I did some quick benchmarking and for files under roughly 4096 bytes, not compressing with gzip was faster.

It's not terribly exact, +-1000 bytes would probably not make a big difference, but I think it's a good default.

And of course, some people may have unique use cases where a custom threshold may be better.


Nginx uses a similar optimization with a configurable threshold defaulted to 1kb.


Correct, the NGINX configuration should be something like:

    gzip on;
    gunzip on;
    gzip_http_version 1.1;
    gzip_proxied any;
    gzip_comp_level 5;
    gzip_disable "msie6";
    gzip_vary on;
    gzip_min_length 2048;


I heared somewhere (Some blogs comment section, I believe) that gzip actually reduces the security of HTTPS; maybe someone can confirm / explain that?


Compression technologies, including gzip, obviously have the goal of making things smaller by predicting later data based on earlier data. If the later data looks more like the earlier data, the result is smaller than if it was random gibberish. Compression!

If an attacker controls /some/ of this data, and would like to read /other parts/, they can abuse compression to measure whether the parts they don't know are "like" the part they control, because if they are then the compression will make the results shorter than otherwise which they can passively measure.

It's not a problem to move a compressed object over a secure channel on its own, the problem arises if either you try to compress the channel which is moving objects from different origins (e.g. a cookie set by a random advertising web site and your Facebook password) or compress a composite object e.g. maybe your backups mixed with a file you downloaded from a dodgy "pirate" video site.


In scenario when an attacker can see encrypted message (e.g. monitoring network traffic) and can affect part of the message that is being encrypted, he can use the compression to his advantage. He can for example try different inputs and observe the length of encrypted message, if with the certain input the length drops that means the given input contains string that's similar to another part of the decrypted message and the compressing algorithm did its job and used that to reduce the size.

This was mentioned in 2012 when CRIME[1] (also included BEAST[2] exploit) and later BREACH[2] vulnerability (when it was considered cool to come up with cool sounding name, creating a logo and a website for specific vulnerabilities)

[1] https://en.wikipedia.org/wiki/CRIME

[2] https://en.wikipedia.org/wiki/Transport_Layer_Security#BEAST...

[3] https://en.wikipedia.org/wiki/BREACH


This shouldn't be true in any sane system.


I'd be surprised if it didn't exist in every compression middleware.

For example, https://github.com/expressjs/compression/blob/dd5055dc92fdea...


I don't see anything like that documented for apache's mod_deflate/zlib.


Seems not, but there is for mod_gzip for example.
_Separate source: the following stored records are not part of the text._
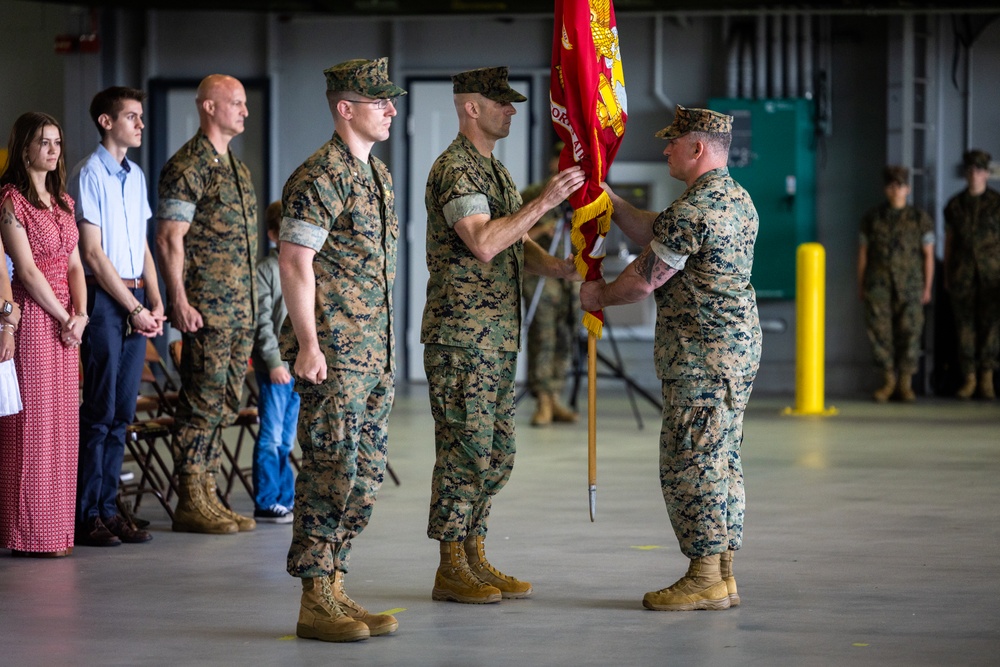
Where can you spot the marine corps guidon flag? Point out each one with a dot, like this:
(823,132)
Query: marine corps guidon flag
(587,98)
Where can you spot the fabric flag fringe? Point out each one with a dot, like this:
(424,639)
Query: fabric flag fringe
(589,110)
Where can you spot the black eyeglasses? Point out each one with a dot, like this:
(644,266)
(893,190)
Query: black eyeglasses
(380,103)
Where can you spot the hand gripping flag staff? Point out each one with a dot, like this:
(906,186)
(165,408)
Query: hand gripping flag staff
(587,98)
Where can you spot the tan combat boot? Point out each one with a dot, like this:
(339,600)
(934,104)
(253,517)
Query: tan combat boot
(986,385)
(193,513)
(475,554)
(905,388)
(966,391)
(320,617)
(244,523)
(701,588)
(883,393)
(561,413)
(726,572)
(543,410)
(378,624)
(455,582)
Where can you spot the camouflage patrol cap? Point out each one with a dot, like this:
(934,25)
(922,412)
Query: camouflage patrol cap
(976,158)
(696,120)
(365,77)
(895,175)
(490,82)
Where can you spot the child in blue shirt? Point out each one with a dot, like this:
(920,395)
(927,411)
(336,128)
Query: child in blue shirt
(278,404)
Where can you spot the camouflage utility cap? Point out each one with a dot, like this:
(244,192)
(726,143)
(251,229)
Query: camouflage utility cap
(976,158)
(490,82)
(365,77)
(696,120)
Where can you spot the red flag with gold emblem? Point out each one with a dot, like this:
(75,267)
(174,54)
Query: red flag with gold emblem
(587,98)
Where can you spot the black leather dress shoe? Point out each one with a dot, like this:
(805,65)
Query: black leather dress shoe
(93,533)
(125,531)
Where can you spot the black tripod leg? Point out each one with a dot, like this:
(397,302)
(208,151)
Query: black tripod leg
(619,370)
I'd definitely consider it common.


Also, according to the spec HTTP servers may not always honour the value in the `Accept-Encoding` header[0].

> Even if both the client and the server supports the same compression algorithms, the server may choose not to compress the body of a response, if the identity value is also acceptable.
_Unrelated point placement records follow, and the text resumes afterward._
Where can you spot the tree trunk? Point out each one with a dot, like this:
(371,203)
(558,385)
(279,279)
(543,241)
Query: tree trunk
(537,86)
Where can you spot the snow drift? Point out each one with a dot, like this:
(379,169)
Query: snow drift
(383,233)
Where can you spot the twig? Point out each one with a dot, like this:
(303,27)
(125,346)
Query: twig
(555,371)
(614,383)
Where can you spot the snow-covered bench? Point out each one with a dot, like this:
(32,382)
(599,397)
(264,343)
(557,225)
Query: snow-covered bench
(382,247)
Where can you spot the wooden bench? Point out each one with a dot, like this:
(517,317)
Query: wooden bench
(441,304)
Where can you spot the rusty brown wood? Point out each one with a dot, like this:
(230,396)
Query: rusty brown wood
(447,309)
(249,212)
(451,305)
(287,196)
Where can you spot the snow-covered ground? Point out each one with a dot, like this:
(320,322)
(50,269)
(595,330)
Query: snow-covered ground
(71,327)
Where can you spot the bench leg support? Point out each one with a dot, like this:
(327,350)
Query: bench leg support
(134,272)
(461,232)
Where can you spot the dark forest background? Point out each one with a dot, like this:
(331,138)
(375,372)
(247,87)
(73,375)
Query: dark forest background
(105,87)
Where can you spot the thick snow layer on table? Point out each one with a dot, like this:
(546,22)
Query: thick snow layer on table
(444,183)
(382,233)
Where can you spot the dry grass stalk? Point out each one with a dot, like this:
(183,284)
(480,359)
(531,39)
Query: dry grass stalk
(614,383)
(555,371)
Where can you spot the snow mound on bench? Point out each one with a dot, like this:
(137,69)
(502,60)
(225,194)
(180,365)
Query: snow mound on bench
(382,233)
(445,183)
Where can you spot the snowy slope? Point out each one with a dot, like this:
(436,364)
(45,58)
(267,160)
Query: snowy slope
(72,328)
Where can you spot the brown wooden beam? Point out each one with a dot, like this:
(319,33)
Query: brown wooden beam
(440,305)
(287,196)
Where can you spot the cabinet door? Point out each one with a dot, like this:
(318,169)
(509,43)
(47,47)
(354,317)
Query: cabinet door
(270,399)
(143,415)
I've actually run into this twice in my career and it has been a surprise to those around me in both cases. Both times in the context of small payloads where the server is applying some heuristic about whether to encode or not. (e.g status page stops sending gzipped output when the server is becoming "unhealthy")

[0]: https://developer.mozilla.org/en-US/docs/Web/HTTP/Headers/Ac...


Makes more sense to use the verb "negotiating" with Accept-* headers rather than "honoring".

This makes obvious sense once you consider that the client tells the server which compression formats it supports in every request yet not every data format is compressible, nor does the server necessary support any candidate compression format.

For example, the server wouldn't gzip a jpeg since it's already compressed.

All Accept-* headers are like this. e.g. the server doesn't necessarily support any of the languages requested in the Accept-Language header, but it doesn't hurt to ask. You always have to inspect the response headers to see the result of negotiation.


"Accept-Encoding" means only that the client also understands specific encoding (in this case compression) it is still up to the server to chose what to dot. There was a time when browsers didn't support any compression. This header was introduced to signal to server what is acceptable by the client, that's why the header allows specifying multiple compression algorithms.

Similar thing is with header that's quite useful, but for some reason very few sites honor it: "Accept-Language" browser can specify which languages are preferred, but it is up to server to honor it (for example given language version is not available).


Cloudfront is similar [1]:

> The file size must be between 1,000 and 10,000,000 bytes.

[1]: https://docs.aws.amazon.com/AmazonCloudFront/latest/Develope...


Tomcat, one of the most used Java application servers and the default server behind Spring Boot applications defaults to a "compressionMinSize " value of 2048.

The docs do not explain why.


Not a direct answer, but also interesting to consider:

As everything will end up in a packet when sent through the network stack, you might want to choose your minimum input size in such way, that you generate gzip-compressed output big enough. Why big enought? Nagle's algorithm [1]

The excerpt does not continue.